The two websites are run by U.S. European Command, based in Stuttgart, Germany, and maintained by Anteon Corp., a Fairfax, Va., contractor. The European Command is one of five regional U.S. military headquarters around the world and is given authority for U.S. operations in Europe and most of Africa.
The Balkans website, originally called Balkan Exchange and later renamed Southeast European Times, was a result of a secret directive signed by President Clinton in 1999. The order, called Presidential Decision Directive 68, launched an information offensive to counter Serbian propaganda during the Kosovo war.
The European Command created the Africa website in October 2004. It attempts to advance U.S. interests in a region long sympathetic to Islamic fundamentalism. The Maghreb region encompasses Algeria, Libya, Tunisia, Mauritania and Morocco, countries that are in the European Command’s area of responsibility.
Neither the Southeast European Times nor the African website, called Magharebia, prominently states its connection to the U.S. military, although both link to a disclaimer saying that the sites are “sponsored by the U.S. Department of Defense.”
The Southeast European Times aims to “offer accurate, balanced and forward-looking coverage of developments in Southeast Europe,” the website reads. “Each business day, the site captures the top news from across the region as reported in local and international media. It also features analysis, interviews and commentary by paid Southeast European Times correspondents in the region.”
The correspondents often are freelance reporters hired by Anteon Corp. Recent stories on the websites have highlighted a thawing of relations between Serbia and Croatia and efforts to promote female entrepreneurship in northern Africa.
Both websites feature stories culled from independent news services such as the Associated Press, UPI and Reuters. They also provide links to websites of the United Nations, the U.S. State Department, and government organizations in the Balkans and Africa.
Two other U.S. military commands -- the Pacific Command, which oversees operations in Asia, and the Central Command, which is responsible for the Middle East -- are developing their own versions of regional information websites.

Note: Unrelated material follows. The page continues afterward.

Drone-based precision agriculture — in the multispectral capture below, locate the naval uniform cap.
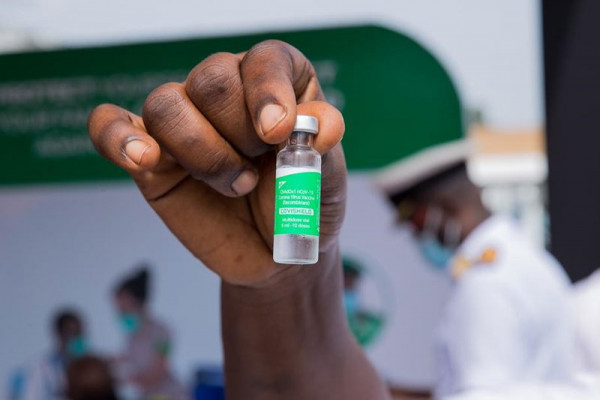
[372,139,474,203]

Any decision to shut down the websites could add fuel to an ongoing debate within the Pentagon about which tactics the U.S. military should use to counter a propaganda and disinformation campaign waged by Islamic extremists worldwide. Many military officials fear that operations such as the European Command websites and Lincoln Group’s campaign in Iraq blur the lines between news and propaganda and put the Pentagon into a legal gray area.
U.S. law forbids the Pentagon from conducting propaganda campaigns against American audiences. And though efforts such as the websites target foreign countries, they are available to any person with a computer.

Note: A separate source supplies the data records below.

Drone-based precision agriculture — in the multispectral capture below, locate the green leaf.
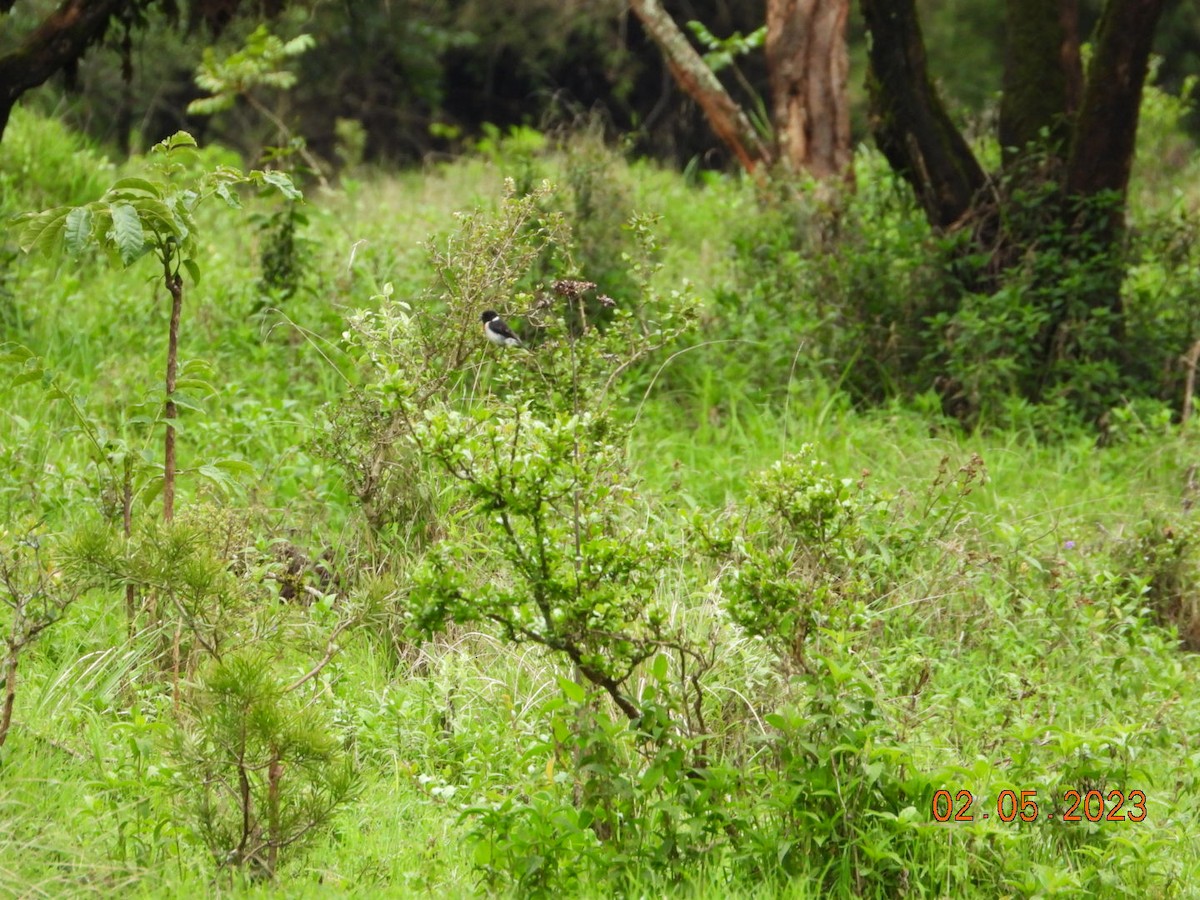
[150,131,196,154]
[108,178,162,197]
[216,181,241,209]
[17,206,71,253]
[650,653,671,683]
[558,676,588,703]
[64,206,91,256]
[108,203,146,265]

Yet others argue that only the Pentagon has the capabilities for an aggressive campaign to counter enemy propaganda. Such efforts are far more essential to the ongoing fight against Islamic fundamentalism than multibillion-dollar tanks, jets or aircraft carriers, they argue.
“We have never been outgunned in any battle, but we are constantly being outmedia-ed,” said one Pentagon official who supported an aggressive information operations campaign. “These are things we should be doing more of.”
Given the Pentagon’s massive budget and offices of soldiers who carry out information operations, DiRita said it was natural that the Defense Department would try to “fill the vacuum” left after the State Department’s public diplomacy budget was slashed after the Cold War.
“We have a lot of skilled people, a lot of energy, and a lot of money,” said DiRita, an assistant secretary of Defense. “But I question whether the DoD is the best place to be doing these things.”
As part of broad assessment of Pentagon policies, doctrine and weapons systems, a Defense Department working group has been trying to develop guidelines for the proper role of information dissemination during wartime. DiRita leads the working group.